Here is a sample of recent research highlights:
Joe Taylor (Data Science group PhD student) is lead author of a paper on feature selection at IJCAI 2016, the leading international AI conference:
- Learning using Unselected Features (LUFe). Joseph Taylor, Viktoriia Sharmanska, Kristian Kersting, David Weir and Novi Quadrianto.
The machine learning lab is organising the First Workshop on Human is More Than a Labeler (BeyondLabeler), co-located with IJCAI 2016 in New York City. The invited speakers include Vladimir Vapnik, Alan Fern, Rogerio Feris, Michael Littman, and Rich Caruana.
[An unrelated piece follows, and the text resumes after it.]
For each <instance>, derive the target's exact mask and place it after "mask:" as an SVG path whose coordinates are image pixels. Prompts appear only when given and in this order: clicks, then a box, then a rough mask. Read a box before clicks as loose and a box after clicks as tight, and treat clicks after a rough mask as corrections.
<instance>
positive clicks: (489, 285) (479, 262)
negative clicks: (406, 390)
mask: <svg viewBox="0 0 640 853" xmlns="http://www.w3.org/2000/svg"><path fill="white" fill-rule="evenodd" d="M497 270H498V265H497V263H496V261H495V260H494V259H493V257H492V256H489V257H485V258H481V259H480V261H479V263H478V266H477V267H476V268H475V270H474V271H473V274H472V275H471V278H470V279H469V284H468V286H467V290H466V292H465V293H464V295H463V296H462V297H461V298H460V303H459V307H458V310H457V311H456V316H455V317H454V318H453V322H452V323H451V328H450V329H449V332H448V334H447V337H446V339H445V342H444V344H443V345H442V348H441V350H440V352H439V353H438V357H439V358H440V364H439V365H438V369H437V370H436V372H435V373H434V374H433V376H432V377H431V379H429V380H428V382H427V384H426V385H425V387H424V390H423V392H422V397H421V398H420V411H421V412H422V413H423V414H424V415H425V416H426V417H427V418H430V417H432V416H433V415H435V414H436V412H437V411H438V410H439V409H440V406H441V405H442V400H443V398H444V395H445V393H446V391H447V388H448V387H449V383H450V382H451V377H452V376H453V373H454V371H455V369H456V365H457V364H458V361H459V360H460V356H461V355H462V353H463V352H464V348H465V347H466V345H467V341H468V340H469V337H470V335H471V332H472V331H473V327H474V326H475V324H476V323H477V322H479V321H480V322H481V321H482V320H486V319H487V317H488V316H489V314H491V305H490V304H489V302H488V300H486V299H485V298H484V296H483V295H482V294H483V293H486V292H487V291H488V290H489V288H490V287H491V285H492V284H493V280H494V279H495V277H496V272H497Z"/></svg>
Novi Quadrianto and Viktoriia Sharmanska have had two papers accepted for presentation at the IEEE Conference on Computer Vision and Pattern Recognition (CVPR), 26 June - 1 July in Las Vegas, USA. CVPR is the only conference in the Google Scholar 100 most-cited venues, alongside renowned journals such as Nature, Science, and Cell. The accepted papers are:
- Learning from the Mistakes of Others: Matching Errors in Cross Dataset Learning. Viktoriia Sharmanska and Novi Quadrianto.
- Ambiguity Helps: Classification with Disagreements in Crowdsourced Annotations. Viktoriia Sharmanska, Daniel Hernández-Lobato, Jose Miguel Hernández-Lobato, and Novi Quadrianto.